New cars offer security and increase the likelihood of trouble-free motoring. In today’s market they come with a substantial warranty that’s either based on time or mileage, whichever occurs first.
However, the down side is that the buyer usually has obligations to maintain the warranty and it’s tricky to take your car to anywhere but the dealer’s service centre when it needs servicing.
Compared to older cars, newer models are packed with more safety features and driver aids. More safety features are being introduced as standard so you don’t have to be searching with a big budget in order to find affordable technology that protects passengers and pedestrians. We always recommend buying the safest car you can afford.
An Australasian New Car Assessment Programme (ANCAP) five-star safety rating is the gold standard all manufacturers want to achieve in order to maintain their strong position in the market, but there is another benefit that comes with owning a vehicle with a top rating. Driving a five-star safety rated car also means that you’ll have a lower ongoing registration bill due to reduced ACC levies.
Car makers are forever pushing the envelope when it comes to fuel economy. Newer models usually come equipped with innovations such as stop-start technology and low emission engines to help motorists save on fuel costs. These technologies can be more difficult to come across in older cars, making them less economical.
While a used vehicle might be cheaper to buy, the initial financial saving can often be eroded over time by higher fuel costs.
Before you make the decision on whether to buy a new car, bear in mind that new vehicles are more vulnerable to depreciation. However, they do offer the latest technologies and safety features, which should be high on the list of priorities for anyone in the market for a new vehicle.

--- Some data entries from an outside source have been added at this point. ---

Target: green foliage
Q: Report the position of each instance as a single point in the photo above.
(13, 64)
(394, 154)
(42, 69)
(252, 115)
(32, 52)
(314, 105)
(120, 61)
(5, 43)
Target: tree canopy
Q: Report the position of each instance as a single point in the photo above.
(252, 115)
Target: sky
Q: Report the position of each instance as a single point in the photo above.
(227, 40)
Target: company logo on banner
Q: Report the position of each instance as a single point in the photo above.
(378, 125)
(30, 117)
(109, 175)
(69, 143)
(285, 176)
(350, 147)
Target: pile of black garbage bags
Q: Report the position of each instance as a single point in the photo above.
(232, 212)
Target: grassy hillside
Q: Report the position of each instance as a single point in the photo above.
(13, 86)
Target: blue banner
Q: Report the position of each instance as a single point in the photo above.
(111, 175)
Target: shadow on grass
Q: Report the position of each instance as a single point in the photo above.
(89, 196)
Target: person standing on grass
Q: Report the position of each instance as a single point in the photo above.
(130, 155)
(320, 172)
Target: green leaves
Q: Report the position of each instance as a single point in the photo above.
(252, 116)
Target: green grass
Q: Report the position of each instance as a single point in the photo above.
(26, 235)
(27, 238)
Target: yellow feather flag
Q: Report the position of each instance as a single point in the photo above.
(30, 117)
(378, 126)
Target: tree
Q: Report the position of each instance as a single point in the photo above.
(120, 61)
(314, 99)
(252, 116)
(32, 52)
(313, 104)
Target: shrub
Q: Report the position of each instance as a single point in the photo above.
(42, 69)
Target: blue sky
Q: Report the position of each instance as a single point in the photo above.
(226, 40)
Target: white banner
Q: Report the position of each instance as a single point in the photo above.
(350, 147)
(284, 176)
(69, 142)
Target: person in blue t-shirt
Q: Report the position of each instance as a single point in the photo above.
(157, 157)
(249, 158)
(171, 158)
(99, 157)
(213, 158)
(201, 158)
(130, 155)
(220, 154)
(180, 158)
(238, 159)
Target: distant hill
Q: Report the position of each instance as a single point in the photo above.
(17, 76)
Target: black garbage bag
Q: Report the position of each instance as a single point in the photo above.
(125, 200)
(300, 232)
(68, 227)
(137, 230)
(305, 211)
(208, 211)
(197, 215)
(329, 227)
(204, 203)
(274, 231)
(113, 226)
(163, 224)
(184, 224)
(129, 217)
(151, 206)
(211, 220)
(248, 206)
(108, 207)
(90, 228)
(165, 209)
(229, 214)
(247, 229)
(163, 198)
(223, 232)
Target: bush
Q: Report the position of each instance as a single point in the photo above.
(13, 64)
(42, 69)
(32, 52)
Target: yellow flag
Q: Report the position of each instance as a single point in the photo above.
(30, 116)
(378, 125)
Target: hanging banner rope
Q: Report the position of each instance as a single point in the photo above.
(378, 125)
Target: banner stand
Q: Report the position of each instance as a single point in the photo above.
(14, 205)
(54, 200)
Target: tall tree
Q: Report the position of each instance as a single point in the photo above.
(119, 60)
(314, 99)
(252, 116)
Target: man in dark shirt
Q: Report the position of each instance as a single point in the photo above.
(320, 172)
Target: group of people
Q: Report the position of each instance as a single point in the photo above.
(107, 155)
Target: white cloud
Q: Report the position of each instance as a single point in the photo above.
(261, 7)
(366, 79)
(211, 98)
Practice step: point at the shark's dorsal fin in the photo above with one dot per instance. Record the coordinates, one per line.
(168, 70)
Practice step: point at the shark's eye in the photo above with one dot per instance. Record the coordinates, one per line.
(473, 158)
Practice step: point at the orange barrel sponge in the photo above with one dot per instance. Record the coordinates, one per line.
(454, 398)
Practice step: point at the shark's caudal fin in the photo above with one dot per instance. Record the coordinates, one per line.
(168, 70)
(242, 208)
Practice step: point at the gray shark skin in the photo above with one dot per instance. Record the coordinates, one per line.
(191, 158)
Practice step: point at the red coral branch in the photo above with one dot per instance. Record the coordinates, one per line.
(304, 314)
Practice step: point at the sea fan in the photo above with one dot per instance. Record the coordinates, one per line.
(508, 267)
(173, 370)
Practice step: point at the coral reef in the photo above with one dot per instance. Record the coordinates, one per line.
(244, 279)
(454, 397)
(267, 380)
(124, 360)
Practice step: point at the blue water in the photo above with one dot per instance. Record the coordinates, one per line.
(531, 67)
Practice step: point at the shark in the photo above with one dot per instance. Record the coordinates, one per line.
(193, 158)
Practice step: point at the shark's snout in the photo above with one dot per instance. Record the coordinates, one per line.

Occasionally dealerships carry pre-facelift stock and cars can be a year or so old, but if they’ve never left the yard, technically they’re still a brand new vehicle. Although some of these cars’ features may have been upgraded in the latest models, it’s worth giving these cars consideration as you could save a bit of money.
However, do your research first, as the latest models may benefit from more major upgrades, such as improvements to the engine or gearbox.
New cars may come with a comprehensive service plan — great for those who struggle to keep on top of the maintenance. If this does come at an additional cost, again do your research to ensure you’re getting your money’s worth.
With flexible finance plans and lower-cost vehicles available in today’s market, it’s becoming easier for Kiwis to afford a new car. Consider all options before making the final decision, however. If you’re looking for reliability, support and longevity, a new vehicle could be the answer.